Projekt Großstadthandball

Auch deshalb ist der Absprung in die Hallen der ganz großen Städte nie so recht gelungen. Versuche, den Sport in den Metropolen zu installieren, gab es regelmäßig. Ebenso regelmäßig scheiterten sie. Der HSV Hamburg ist das jüngste Beispiel für den Versuch, den Handball weltstädtisch aufzuziehen. Der deutsche Pokalsieger spielt seit 2002 in der Bundesliga. Damals ging der langjährige Erstligist VfL Bad Schwartau im neu gegründeten HSV Handball auf.
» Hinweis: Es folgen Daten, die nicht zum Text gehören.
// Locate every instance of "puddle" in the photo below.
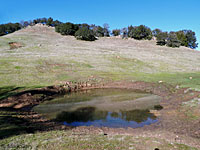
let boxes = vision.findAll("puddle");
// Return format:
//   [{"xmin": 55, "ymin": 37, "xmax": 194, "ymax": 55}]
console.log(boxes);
[{"xmin": 34, "ymin": 89, "xmax": 163, "ymax": 128}]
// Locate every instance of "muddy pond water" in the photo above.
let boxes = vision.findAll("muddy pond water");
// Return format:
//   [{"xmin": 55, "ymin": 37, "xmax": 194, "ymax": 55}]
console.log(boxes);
[{"xmin": 34, "ymin": 89, "xmax": 163, "ymax": 128}]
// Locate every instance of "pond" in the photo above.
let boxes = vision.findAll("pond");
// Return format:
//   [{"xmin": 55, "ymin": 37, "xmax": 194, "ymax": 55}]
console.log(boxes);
[{"xmin": 33, "ymin": 89, "xmax": 163, "ymax": 128}]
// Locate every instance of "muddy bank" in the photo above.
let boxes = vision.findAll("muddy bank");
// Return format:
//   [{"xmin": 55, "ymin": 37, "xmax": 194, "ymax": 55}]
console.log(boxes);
[{"xmin": 0, "ymin": 81, "xmax": 200, "ymax": 148}]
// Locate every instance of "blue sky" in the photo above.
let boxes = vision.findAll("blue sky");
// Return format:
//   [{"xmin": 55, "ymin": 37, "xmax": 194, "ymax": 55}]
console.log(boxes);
[{"xmin": 0, "ymin": 0, "xmax": 199, "ymax": 50}]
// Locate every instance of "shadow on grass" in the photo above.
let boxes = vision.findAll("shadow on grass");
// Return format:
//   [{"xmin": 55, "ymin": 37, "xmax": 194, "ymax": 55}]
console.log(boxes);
[
  {"xmin": 0, "ymin": 85, "xmax": 72, "ymax": 139},
  {"xmin": 0, "ymin": 108, "xmax": 34, "ymax": 139},
  {"xmin": 0, "ymin": 86, "xmax": 25, "ymax": 101},
  {"xmin": 0, "ymin": 107, "xmax": 73, "ymax": 140}
]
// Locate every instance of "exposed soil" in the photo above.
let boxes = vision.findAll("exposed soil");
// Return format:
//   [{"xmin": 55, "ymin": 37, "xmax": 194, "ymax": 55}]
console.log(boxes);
[
  {"xmin": 8, "ymin": 42, "xmax": 23, "ymax": 49},
  {"xmin": 0, "ymin": 81, "xmax": 200, "ymax": 148}
]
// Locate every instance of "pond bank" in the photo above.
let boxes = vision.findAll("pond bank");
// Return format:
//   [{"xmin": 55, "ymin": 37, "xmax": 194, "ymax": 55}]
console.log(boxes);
[{"xmin": 0, "ymin": 81, "xmax": 200, "ymax": 148}]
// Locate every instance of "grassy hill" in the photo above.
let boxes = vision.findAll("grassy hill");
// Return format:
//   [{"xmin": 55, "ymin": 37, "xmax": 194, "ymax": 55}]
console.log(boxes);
[
  {"xmin": 0, "ymin": 24, "xmax": 200, "ymax": 89},
  {"xmin": 1, "ymin": 24, "xmax": 200, "ymax": 150}
]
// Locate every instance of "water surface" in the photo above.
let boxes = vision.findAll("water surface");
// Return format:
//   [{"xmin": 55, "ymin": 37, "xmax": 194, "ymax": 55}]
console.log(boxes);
[{"xmin": 34, "ymin": 89, "xmax": 162, "ymax": 128}]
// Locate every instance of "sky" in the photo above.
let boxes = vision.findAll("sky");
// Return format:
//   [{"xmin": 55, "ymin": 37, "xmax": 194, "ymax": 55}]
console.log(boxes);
[{"xmin": 0, "ymin": 0, "xmax": 200, "ymax": 50}]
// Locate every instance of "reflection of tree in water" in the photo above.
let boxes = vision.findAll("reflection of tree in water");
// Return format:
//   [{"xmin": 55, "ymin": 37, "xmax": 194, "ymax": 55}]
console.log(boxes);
[
  {"xmin": 110, "ymin": 112, "xmax": 120, "ymax": 118},
  {"xmin": 55, "ymin": 106, "xmax": 157, "ymax": 124},
  {"xmin": 55, "ymin": 107, "xmax": 108, "ymax": 123},
  {"xmin": 121, "ymin": 109, "xmax": 156, "ymax": 123}
]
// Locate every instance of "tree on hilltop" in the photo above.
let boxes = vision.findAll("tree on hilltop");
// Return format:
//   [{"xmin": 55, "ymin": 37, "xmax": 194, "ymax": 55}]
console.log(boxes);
[
  {"xmin": 46, "ymin": 17, "xmax": 53, "ymax": 26},
  {"xmin": 112, "ymin": 29, "xmax": 121, "ymax": 36},
  {"xmin": 75, "ymin": 27, "xmax": 96, "ymax": 41},
  {"xmin": 55, "ymin": 22, "xmax": 79, "ymax": 36},
  {"xmin": 129, "ymin": 25, "xmax": 152, "ymax": 40},
  {"xmin": 153, "ymin": 28, "xmax": 162, "ymax": 37},
  {"xmin": 175, "ymin": 30, "xmax": 198, "ymax": 49},
  {"xmin": 166, "ymin": 32, "xmax": 181, "ymax": 48},
  {"xmin": 90, "ymin": 25, "xmax": 104, "ymax": 37},
  {"xmin": 121, "ymin": 27, "xmax": 128, "ymax": 39},
  {"xmin": 103, "ymin": 23, "xmax": 110, "ymax": 37},
  {"xmin": 156, "ymin": 32, "xmax": 168, "ymax": 46}
]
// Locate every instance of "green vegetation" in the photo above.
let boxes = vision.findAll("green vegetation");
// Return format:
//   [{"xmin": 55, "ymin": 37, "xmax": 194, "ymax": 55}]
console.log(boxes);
[
  {"xmin": 0, "ymin": 130, "xmax": 197, "ymax": 150},
  {"xmin": 156, "ymin": 32, "xmax": 168, "ymax": 46},
  {"xmin": 0, "ymin": 17, "xmax": 198, "ymax": 48},
  {"xmin": 128, "ymin": 25, "xmax": 152, "ymax": 40},
  {"xmin": 112, "ymin": 29, "xmax": 121, "ymax": 36},
  {"xmin": 177, "ymin": 30, "xmax": 198, "ymax": 49},
  {"xmin": 156, "ymin": 30, "xmax": 198, "ymax": 48},
  {"xmin": 0, "ymin": 23, "xmax": 21, "ymax": 36},
  {"xmin": 75, "ymin": 27, "xmax": 96, "ymax": 41},
  {"xmin": 152, "ymin": 28, "xmax": 162, "ymax": 37},
  {"xmin": 55, "ymin": 22, "xmax": 79, "ymax": 36},
  {"xmin": 166, "ymin": 32, "xmax": 181, "ymax": 48},
  {"xmin": 0, "ymin": 24, "xmax": 200, "ymax": 149}
]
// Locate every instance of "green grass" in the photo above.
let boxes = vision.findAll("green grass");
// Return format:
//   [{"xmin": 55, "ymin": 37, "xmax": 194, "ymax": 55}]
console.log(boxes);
[{"xmin": 0, "ymin": 130, "xmax": 198, "ymax": 150}]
Als Retortenklub ohne Unterbau tat sich der HSV lange schwer, Publikum in die moderne Halle in unmittelbarer Nachbarschaft zum großen Hamburger Fußballstadion zu locken. Schulden wurden angehäuft, Betrügereien in Umfeld der Geschäftsstelle ruchbar. Der HSV war ein echter Skandalklub. Während die Traditionsklubs an der Tabellenspitze ein Geflecht von zahlreichen meist regionalen Sponsoren aufgebaut haben, ist der HSV auf das Wohlwollen von Andreas Rudolph, einem Unternehmer aus der Medizintechnikbranche, angewiesen. Der wird sich überlegen, ob er sein Engagement fortsetzt, wenn weiterhin bei fast allen Heimspielen mehr als die Hälfte der 13.000 Plätze in der Hamburger Arena freibleiben. HSV-Vorstand Dierk Schmäschke wähnt das Projekt auf dem richtigen Weg: „Wir haben sogar zwei Fanklubs!“ Noch ist man guter Dinge in Hamburg, auch weil die Geschäftsführung weiß, dass das Projekt Großstadthandball von höherer Stelle ausdrücklich unterstützt wird.

Denn eines der großen Ziele der HBL ist es, den Sport endgültig herauszuführen aus der Provinz. Handball soll zum Metropolen-Event werden. Die Idee ist nicht neu. Und schon ein paar mal gescheitert. In München zum Beispiel. Dort gingen vor gut 20 Jahren zwei ehrgeizige Handballprojekte ein. Der TSV Milbertshofen und der MTSV Schwabing, beide immerhin Pokalsieger, sind in der Bedeutungslosigkeit verschwunden. Vor allem die Schwabinger wollten die große Show um den Handball inszenieren. Sie wollten dem Mattenschweiß, der in den ausgebauten Schulsporthallen der Provinz den Geruch bei Bundesligaspielen dominiert hat, Glamour entgegensetzen. Unvergessen ist die Szene, als vor einem Spiel gegen den TV Großwallstadt Kühe durch die Halle getrieben wurden. Man wollte zeigen: Hier spielt die Stadt gegen einen Klub vom Kaff. Das Engagement zweier Mäzene brachte München eine kurze sportliche Blüte. Lange ist’s her. Liga-Chef Bohmann stellt heute fest: „München ist Handball-Niemandsland“. Das letzte Testspiel der deutschen Mannschaft vor der WM am vergangenen Samstag gegen Ägypten (29:30) in der Olympiahalle war ein rares Gastspiel des Spitzenhandballs in der Landeshauptstadt.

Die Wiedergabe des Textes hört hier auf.